L'histoire :
Annie Sullivan est une orpheline de Boston au caractère bien trempé. Elle a fait toute sa scolarité à l’institut Perkins, car elle était presque aveugle à la naissance. Après quelques opérations, Annie a recouvré la vue. Le directeur Mr Anagnos apprécie beaucoup Annie, malgré son caractère impertinent, et lui donne un travail : elle sera préceptrice d’une jeune enfant sourde et aveugle, Helen Keller. Annie intègre donc le quotidien de la famille Keller, mais les débuts avec Helen sont très difficiles. L’enfant est rebelle et ne communique pas du tout. Annie tente de lui apprendre un langage particulier avec les mains et une technique simple : pour obtenir un objet, Helen doit l’épeler avec ses doigts. Cependant, l’évolution est lente et difficile. Helen est souvent sujette à des crises de colère fortes. Annie doit faire preuve de discipline et d'opiniâtreté, tout en gagnant la confiance de l'enfant. Un défi d’autant plus difficile que la préceptrice est elle-même fragile et peu équilibrée. Annie comprend alors qu’elle doit s’isoler avec Helen, car l’enfant obtient trop facilement ce qu’elle veut de ses parents, ce qui entrave son éducation. En se mettant à l’écart, Annie pourra plus facilement contrôler Helen.

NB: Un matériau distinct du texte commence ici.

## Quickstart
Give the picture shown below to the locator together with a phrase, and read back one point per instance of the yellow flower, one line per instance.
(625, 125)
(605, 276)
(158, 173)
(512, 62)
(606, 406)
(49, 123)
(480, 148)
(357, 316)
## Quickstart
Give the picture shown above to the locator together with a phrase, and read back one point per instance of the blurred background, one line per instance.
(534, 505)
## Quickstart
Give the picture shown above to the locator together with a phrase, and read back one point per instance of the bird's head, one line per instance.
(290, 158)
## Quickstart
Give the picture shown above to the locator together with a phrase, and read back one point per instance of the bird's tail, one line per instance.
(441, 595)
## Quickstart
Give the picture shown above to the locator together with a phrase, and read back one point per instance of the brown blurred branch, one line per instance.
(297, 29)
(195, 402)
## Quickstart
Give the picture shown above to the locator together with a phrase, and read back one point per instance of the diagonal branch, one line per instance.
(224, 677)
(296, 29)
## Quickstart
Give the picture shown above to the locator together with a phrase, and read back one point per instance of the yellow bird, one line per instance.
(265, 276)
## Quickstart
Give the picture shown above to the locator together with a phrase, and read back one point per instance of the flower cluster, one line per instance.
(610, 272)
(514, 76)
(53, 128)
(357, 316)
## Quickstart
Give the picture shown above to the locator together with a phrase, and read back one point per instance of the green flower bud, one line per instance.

Ce qu'on en pense sur la planète BD :
L’histoire incroyable d’Annie Sullivan et d’Helen Keller est une histoire vraie qui a été de nombreuses fois racontée en livres, puis en films. La bande dessinée s’attaque donc à une véritable légende américaine. L’album est dense puisqu'il s'appuie sur un gaufrier régulier de 16 cases par planche, sur 86 pages. Et le sujet est ambitieux : il s’attache à montrer l’éducation improbable d’une sourde aveugle par une orpheline elle aussi quasi aveugle ! Les étapes d’apprentissage sont des grands moments de l’histoire et sont également authentiques : Annie tente le tout pour le tout afin de communiquer avec Helen et invente même un langage qui se base sur le toucher. Helen étant à la fois sourde et aveugle, le langage des signes ne suffit pas : les deux filles vont alors communiquer en se touchant les mains au rythme des lettres et des mots utiles. Dès lors, Helen Keller est presque née une deuxième fois : elle passe de l’état sauvage (on la voit régulièrement exploser de rage) à l’état « civilisé ». L’enfant progresse si rapidement qu’elle finit même par écrire un conte ! Il faut noter qu’Helen Keller écrira des livres, bien plus tard. Cette étonnante transformation est superbement racontée par Joseph Lambert. Sur un rythme lent mais très réaliste, on suit pas à pas l’éducation impossible menée par Annie Sullivan. Le dessin est certes peu attrayant de prime abord, mais Lambert joue avec les partis-pris graphiques de façon habile et émouvante. Ainsi, on bascule parfois dans la tête d’Helen et le dessin se fait alors sombre, comme un cliché en négatif. Ces moments d'introspection d’une enfant aveugle sont particulièrement touchants et paradoxalement expressifs. C’est toute la force et la signification de cet album : malgré ses handicaps terribles, Helen va découvrir le langage et s’ouvrir aux connaissances dans une soif de découverte inextinguible. Au-delà de cette expérience hors norme, c’est aussi l’histoire d’une amitié magnifique entre une perceptrice démolie par la vie et une enfant handicapée. Leur rapport complexe est parfaitement décrit, sans exagération ni faux-semblant. Les personnages (et notamment Anagnos) sont touchants de réalisme et de sensibilité. Une histoire vraie, totalement incroyable et racontée avec simplicité et beauté.